Even more worrying for the Taliban is evidence that, for the first time, a powerful warlord of northern Afghanistan, General Abdul Rashid Dostam, may have covertly sided with the rebels against the Taliban. Although General Dostam insisted yesterday that his Uzbek forces were remaining neutral, military experts claim that Basir Solangi could have launched his assault only with logistical backing from General Dostam. The general, a former Communist, has a dozen tanks and heavy artillery pieces massed at the mouth of the Salang tunnel.

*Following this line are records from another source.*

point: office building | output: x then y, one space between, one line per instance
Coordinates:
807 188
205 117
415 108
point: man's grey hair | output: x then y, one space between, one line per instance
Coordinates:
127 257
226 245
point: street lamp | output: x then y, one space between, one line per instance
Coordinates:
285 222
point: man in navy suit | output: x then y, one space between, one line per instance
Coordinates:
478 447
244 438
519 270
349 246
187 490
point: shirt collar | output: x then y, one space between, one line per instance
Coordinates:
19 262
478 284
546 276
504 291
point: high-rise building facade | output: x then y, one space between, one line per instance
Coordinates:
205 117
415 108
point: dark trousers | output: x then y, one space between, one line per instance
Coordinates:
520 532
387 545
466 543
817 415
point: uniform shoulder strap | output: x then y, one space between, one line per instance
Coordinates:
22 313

Mr Rabbani arrived in Mazar-i-Sharif, northern Afghanistan on Tuesday for his first meeting in three years with General Dostam. The former president said his aim was to form a broad-based and united front against the Taliban and he had invited all factions to join him in an effort to reunify the country.
"Our first aim is to restore security to the country and to stop the fighting. We are trying to create understanding and communication among all the ethnic groups," he said.
"This has been told to the Taliban too. If they don't agree then maybe the front will have to make some military and political decisions too."
A spokesman for the ousted prime minister, Gulbuddin Hekmatyar, said Mr Hekmatyar supported efforts to forge an anti-Taliban alliance between General Dostam and the former government. But Ghairat Baheer, designated ambassador to Islamabad by Mr Rabbani, said Mr Hekmatyar was unlikely to join current talks between General Dostam and Mr Rabbani.
Meanwhile, the Taliban's strained relations with international aid agencies worsened after a Red Cross delegate was accosted outside his Kabul home by Taliban gunmen who beat him and dragged him to a prison. He was kept overnight in a cell without medical attention for his two broken ribs.